The goal of every company is to generate growth. When companies are successful and grow faster than expected, there is great joy at the beginning. But rapid growth does not only bring benefits. We need to take into account things that have never been wasted on a thought before. How do you approach such a situation? How do you manage the company and its employees successfully in these conditions? Objectives & Key Results – or OKR for short – provides an answer here. You can find out what it is all about in this article.

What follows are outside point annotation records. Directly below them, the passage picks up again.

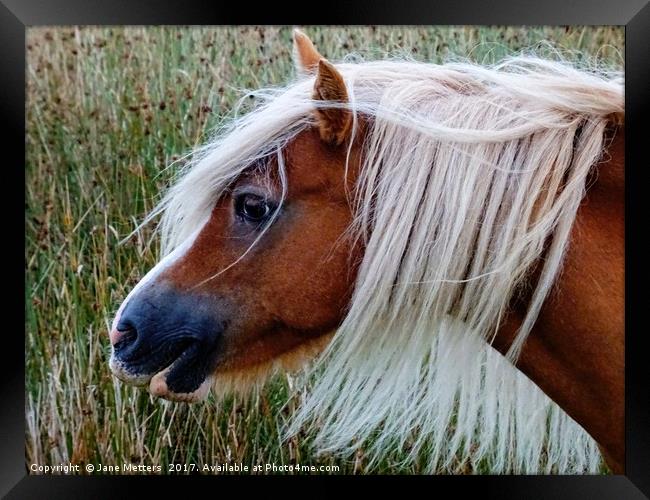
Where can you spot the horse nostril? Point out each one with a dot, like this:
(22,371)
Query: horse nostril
(128,333)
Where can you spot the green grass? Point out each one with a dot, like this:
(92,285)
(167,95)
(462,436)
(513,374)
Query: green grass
(108,110)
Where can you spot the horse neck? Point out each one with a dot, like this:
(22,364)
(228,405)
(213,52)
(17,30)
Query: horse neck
(575,352)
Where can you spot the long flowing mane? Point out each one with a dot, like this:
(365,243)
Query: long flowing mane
(470,175)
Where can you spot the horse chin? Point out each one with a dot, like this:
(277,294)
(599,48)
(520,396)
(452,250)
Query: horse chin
(158,387)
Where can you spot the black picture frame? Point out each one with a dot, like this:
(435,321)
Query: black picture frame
(17,15)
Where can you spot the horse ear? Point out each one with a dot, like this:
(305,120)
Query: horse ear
(305,55)
(333,123)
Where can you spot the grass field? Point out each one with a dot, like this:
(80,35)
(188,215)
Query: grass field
(108,109)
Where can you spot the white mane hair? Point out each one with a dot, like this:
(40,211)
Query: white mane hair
(469,175)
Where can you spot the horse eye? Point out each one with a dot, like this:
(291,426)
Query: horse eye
(252,207)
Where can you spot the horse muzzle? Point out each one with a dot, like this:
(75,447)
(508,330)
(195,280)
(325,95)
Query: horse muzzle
(169,340)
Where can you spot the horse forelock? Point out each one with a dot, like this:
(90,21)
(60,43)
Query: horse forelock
(467,172)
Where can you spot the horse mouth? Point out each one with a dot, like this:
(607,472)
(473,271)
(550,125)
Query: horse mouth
(179,371)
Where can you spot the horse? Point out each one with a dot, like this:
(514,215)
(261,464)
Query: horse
(440,246)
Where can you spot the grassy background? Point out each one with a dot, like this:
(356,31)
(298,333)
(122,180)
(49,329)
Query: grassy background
(108,109)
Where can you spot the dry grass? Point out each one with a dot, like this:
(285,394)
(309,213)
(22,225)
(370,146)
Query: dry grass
(108,110)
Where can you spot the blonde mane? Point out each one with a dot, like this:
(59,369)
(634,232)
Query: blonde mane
(469,174)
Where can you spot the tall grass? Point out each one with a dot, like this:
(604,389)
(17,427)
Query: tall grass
(109,109)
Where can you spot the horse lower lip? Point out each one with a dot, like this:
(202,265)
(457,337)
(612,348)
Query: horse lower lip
(141,363)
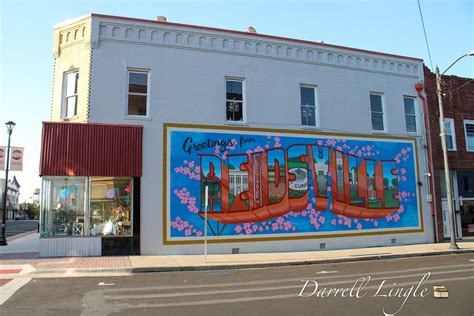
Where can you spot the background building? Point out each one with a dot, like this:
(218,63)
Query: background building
(146,113)
(458,102)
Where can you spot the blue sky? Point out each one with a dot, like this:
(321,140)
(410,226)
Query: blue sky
(388,26)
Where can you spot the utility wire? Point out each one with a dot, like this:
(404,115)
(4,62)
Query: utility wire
(426,37)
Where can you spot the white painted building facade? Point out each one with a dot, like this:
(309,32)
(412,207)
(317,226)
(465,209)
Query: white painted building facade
(186,70)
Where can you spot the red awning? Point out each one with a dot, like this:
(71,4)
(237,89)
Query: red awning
(90,149)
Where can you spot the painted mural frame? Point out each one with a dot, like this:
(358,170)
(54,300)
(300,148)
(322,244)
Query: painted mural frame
(168,127)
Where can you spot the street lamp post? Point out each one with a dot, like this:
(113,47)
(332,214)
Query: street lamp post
(3,239)
(445,152)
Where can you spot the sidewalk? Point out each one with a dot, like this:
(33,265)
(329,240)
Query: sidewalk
(196,262)
(24,251)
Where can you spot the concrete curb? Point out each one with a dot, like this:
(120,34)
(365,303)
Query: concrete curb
(297,263)
(18,236)
(83,270)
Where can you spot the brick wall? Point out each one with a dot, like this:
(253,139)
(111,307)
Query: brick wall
(458,104)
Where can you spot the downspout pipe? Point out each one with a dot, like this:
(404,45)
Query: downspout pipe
(419,89)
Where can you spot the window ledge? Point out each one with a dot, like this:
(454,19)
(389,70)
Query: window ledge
(380,132)
(310,128)
(231,123)
(137,118)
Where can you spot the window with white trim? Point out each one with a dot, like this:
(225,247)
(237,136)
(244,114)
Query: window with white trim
(469,134)
(137,94)
(410,114)
(235,100)
(377,111)
(309,107)
(70,94)
(450,134)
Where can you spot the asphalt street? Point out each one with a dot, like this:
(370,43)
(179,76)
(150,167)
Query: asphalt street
(396,287)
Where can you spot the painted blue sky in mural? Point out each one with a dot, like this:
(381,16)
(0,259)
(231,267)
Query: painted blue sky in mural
(184,192)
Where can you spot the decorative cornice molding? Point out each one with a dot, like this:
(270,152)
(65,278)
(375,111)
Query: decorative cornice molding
(263,48)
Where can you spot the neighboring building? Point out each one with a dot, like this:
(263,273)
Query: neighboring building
(147,114)
(13,197)
(458,104)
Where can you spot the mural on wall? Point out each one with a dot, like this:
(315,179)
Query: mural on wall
(274,184)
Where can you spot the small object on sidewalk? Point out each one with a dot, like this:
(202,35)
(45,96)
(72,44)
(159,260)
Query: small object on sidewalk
(440,291)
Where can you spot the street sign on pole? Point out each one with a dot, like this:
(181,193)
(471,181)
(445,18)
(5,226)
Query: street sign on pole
(3,154)
(16,163)
(205,222)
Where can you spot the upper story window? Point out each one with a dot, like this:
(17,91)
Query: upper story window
(377,111)
(70,94)
(235,100)
(450,134)
(309,108)
(410,114)
(469,133)
(138,92)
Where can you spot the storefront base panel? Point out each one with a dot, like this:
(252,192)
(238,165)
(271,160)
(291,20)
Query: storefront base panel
(120,246)
(70,247)
(312,244)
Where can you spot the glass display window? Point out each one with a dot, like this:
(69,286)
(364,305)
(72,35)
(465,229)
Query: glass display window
(86,206)
(64,207)
(111,206)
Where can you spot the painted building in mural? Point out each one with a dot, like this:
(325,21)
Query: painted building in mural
(299,145)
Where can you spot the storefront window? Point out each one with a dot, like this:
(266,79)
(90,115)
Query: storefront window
(86,206)
(110,206)
(64,208)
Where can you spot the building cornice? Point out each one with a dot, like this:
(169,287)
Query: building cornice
(170,35)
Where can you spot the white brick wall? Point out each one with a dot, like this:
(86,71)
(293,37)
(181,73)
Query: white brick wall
(188,86)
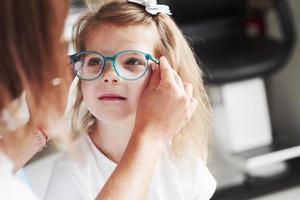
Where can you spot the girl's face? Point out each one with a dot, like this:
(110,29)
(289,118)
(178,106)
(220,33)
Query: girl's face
(110,98)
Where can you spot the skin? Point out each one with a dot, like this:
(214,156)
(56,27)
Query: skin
(116,118)
(140,127)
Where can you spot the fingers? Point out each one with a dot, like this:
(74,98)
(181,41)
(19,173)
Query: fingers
(166,72)
(192,107)
(178,79)
(154,78)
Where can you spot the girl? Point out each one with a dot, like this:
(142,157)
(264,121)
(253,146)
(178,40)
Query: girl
(117,48)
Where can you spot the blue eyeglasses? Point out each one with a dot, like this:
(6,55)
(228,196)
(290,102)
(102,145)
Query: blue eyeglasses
(129,65)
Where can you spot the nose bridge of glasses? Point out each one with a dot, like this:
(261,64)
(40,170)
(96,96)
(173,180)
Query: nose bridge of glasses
(109,68)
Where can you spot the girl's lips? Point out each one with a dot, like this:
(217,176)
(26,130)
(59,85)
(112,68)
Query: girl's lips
(112,97)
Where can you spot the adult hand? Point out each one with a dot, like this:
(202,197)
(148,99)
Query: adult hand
(166,104)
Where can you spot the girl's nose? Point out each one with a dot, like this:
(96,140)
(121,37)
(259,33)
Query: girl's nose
(109,75)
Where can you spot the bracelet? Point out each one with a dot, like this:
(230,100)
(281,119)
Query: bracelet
(44,134)
(41,141)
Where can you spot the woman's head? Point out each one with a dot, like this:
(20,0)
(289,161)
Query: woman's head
(167,41)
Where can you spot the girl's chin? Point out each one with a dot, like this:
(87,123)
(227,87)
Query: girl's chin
(116,118)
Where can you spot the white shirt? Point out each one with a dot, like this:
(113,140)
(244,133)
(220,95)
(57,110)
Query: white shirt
(84,180)
(10,187)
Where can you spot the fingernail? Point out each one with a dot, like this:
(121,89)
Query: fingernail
(153,66)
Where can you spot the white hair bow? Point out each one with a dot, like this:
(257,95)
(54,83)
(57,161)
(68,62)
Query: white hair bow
(152,7)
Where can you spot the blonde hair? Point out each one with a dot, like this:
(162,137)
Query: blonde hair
(172,44)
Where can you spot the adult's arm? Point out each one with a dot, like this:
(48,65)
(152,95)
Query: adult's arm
(165,107)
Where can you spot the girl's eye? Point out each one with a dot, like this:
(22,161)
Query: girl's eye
(94,61)
(134,61)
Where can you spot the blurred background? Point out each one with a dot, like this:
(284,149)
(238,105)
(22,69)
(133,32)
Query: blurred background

What does Objectives & Key Results mean?
Aims and results
Each Objective has 2-5 Key Results assigned to it. The target is therefore set and how this can be achieved on the basis of 2-5 measurable criteria. The main cost of generating key results is that it takes time. The objective is usually set quickly. The key results, on the other hand, must be well and meaningfully considered. Here it is not uncommon to repeat this process again and again until one receives satisfactory and realistic key results. It is also important that not only OKRs are set up for the company as a whole, but also for each team and for individual employees.
Methodology of Objectives & Key Results
The methodology of Objectives & Key Results must be adapted to each company individually. As a rule, the targets for the next 2-4 months are set. It is therefore a short-term method that always starts from scratch. Once the cycle is over, the results must be looked at and new targets set accordingly. A target achievement of 70-90% should be targeted. If it is permanent at 100%, it may mean that the objectives are not sufficiently ambitious. OKR is definitely not an employee evaluation method. It serves much more as a management approach to achieving goals. It is transparent and publicly available to every employee. [easy-tweet tweet=”Objectives & Key Results verbindet die Unternehmensziele und die Ziele der Mitarbeiter. Es ist also essenziell jeden einzelnen bei der Zielsetzung des Unternehmens zu integrieren.” user=”MirkoPeters8″ url=”https://bit.ly/3glcFdk” template=”user”]Otherwise, no commitment of the employees can be guaranteed.
But why do Google, Twitter and Co. use this method? The answer is simple: OKR is especially suitable for fast-growing companies. Here, a quick overview is often necessary, which can be achieved. The size of the company does not matter. The methodology can be applied anywhere.
Objectives & Key Results (OKR) – the advantages and disadvantages
OKR brings many advantages. For example, the transparency of the model can attract a great deal of support from employees. They can see the objectives and key results openly and thus become familiar with them. It promotes internal communication and is easy to understand. In addition, the method can be implemented without complicated infrastructure. Objectives & Key Results gives companies a real focus for the next two to four months. This allows these companies to focus more on the essentials and thus better manage and use scarce resources. Overall, companies are becoming more agile and can respond more quickly to changes.
However, OKR can become a disadvantage if it is not properly understood or if the readiness for action is not given. If it is used as an‘control tool’of the employees, this can be met with strong opposition. Even if this is not the case, but is understood and felt in this way, it can have negative consequences. OKR is also a change project. If this is not understood and viewed in this way, it is also not an advantage. As explained earlier, one of the first steps in Objectives & Key Results is to set goals. Achieving a target of 70-90% is optimal. However, if too many goals are set or if they are too ambitious, this quickly hits the mood in the company. Consideration and caution should be taken here. A maximum of 4-5 objectives and 4-5 key results per objective should be set for each organizational level. OKR requires a lot of operational readiness and time capacities. Every company and its employees must be aware of this. Especially for the so-called OKR Master. He is appointed by the company and is permanently responsible for the implementation and moderation of the processes. At best, the OKR Master is not from the management team, but rather a more neutral employee.
Here are all the advantages and disadvantages again in the overview:
- Clarity about the most important tasks in the company
- real focus
- Proper use of scarce resources
- Transparency for employees
- Better communication
- easy to understand
- Company becomes more agile
- too many goals = overwhelming
- requires operational readiness and time capacities
- Use as a “control tool” -> Rejection of employees
- OKR must be understood as a change project, otherwise rejection of the employees
In summary, OKR, as long as it is properly applied and understood, offers a very good corporate governance methodology. It is not without reason that it is successfully used by Google. It makes companies more agile and is particularly suitable for fast-growing companies. OKR can react quickly to changes. This is essential for such companies, as trends can vary from week to week.